C’est un vieillard qui le fait pour eux. Le cliché des années 70, du vieux monsieur qui demande au plus jeune, premier-né de la révolution agraire, d’inscrire son nom sur une feuille, s’est inversé. Trente ans plus tard, par cette simple brèche, on devine, l’œil collé à la scène, que l’École algérienne, piégée entre le culte des morts et la Basmala et les polémiques finement fabriquées par les prêcheurs et les néo-Turcs, a presque tout perdu, vit le modèle libyen plutôt que celui de la Nahda, s’enfonce et “s’illétrise”. De jeunes Algériens, cheveux soignés comme des Joconde capillaires, restent muets et gênés derrière un vieux monsieur qui leur remplit leur “chèque-secours”. Ils sont maladroits à ce moment, démunis, sans courage et presque nus comme des analphabètes ressuscités. 
C’est le peuple du futur.

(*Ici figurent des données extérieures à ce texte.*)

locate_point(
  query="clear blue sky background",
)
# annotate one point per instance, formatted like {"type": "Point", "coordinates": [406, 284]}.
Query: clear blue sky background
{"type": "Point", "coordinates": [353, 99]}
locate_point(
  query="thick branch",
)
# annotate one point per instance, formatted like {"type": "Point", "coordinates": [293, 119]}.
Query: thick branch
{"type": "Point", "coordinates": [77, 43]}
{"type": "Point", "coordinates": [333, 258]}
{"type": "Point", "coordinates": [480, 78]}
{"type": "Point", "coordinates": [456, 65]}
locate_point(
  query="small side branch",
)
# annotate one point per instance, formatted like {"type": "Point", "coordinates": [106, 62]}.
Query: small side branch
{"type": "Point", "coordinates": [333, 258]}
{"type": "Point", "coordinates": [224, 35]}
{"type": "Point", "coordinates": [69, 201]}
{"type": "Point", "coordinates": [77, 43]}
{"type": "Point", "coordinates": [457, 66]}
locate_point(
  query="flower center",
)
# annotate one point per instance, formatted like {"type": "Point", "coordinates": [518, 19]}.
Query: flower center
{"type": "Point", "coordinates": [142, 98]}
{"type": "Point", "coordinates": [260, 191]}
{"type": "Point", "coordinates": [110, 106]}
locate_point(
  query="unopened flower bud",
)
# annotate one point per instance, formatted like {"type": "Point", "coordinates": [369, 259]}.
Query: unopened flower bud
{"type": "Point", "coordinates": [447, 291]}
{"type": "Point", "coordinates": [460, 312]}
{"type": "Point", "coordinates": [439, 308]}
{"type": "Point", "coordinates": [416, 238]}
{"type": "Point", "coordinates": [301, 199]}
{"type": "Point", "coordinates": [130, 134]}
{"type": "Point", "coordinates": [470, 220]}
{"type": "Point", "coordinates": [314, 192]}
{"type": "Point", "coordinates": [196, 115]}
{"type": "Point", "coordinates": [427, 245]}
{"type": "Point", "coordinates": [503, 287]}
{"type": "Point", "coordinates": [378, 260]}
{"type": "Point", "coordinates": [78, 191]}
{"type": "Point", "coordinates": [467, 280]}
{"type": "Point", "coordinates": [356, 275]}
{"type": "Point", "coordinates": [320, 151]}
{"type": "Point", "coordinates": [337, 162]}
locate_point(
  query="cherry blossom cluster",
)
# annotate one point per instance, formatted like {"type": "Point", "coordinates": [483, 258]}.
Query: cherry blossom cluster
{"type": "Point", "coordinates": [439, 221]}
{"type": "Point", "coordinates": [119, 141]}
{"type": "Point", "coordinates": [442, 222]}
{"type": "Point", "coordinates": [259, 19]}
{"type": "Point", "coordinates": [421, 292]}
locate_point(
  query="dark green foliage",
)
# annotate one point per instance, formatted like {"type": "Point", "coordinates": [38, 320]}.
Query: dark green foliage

Que l’Algérie du chouroukisme, de la fatwa, du gel pour cheveux et des vanités nationales a fabriqué. C’est ce qui rend triste : l’illettrisme des Algériens. Ni arabophones, ni francophones, ni phones. Juste gênés, maladroits, pitoyables, face à un vieillard de soixante-dix ans qui  leur remplit leur chèque dans un bureau de poste. On peut faire oublier qu’on ne sait pas écrire avec un match de foot, un but de Belaïli, Facebook ou un rire, mais face à un formulaire, il n’y a rien à faire. C’est un vieux monsieur qui le fait à la place du futur en Algérie. Ceux qui veulent bâtir une Algérie nouvelle l’oublient avec faste. Et ceux qui veulent construire une démocratie avec une radio imaginaire et des tweets et du victimaire numérique l’oublient aussi. 
L’autre Algérie ne sait même plus écrire son nom, alors que l’Algérie de l’entre-soi crie à la démocratie ou à la renaissance. L’Algérie réelle, jeune, ne sait même plus libeller un chèque et on voudrait en faire la Suisse ou Singapour. L’un avec des décrets, l’autre avec des selfies.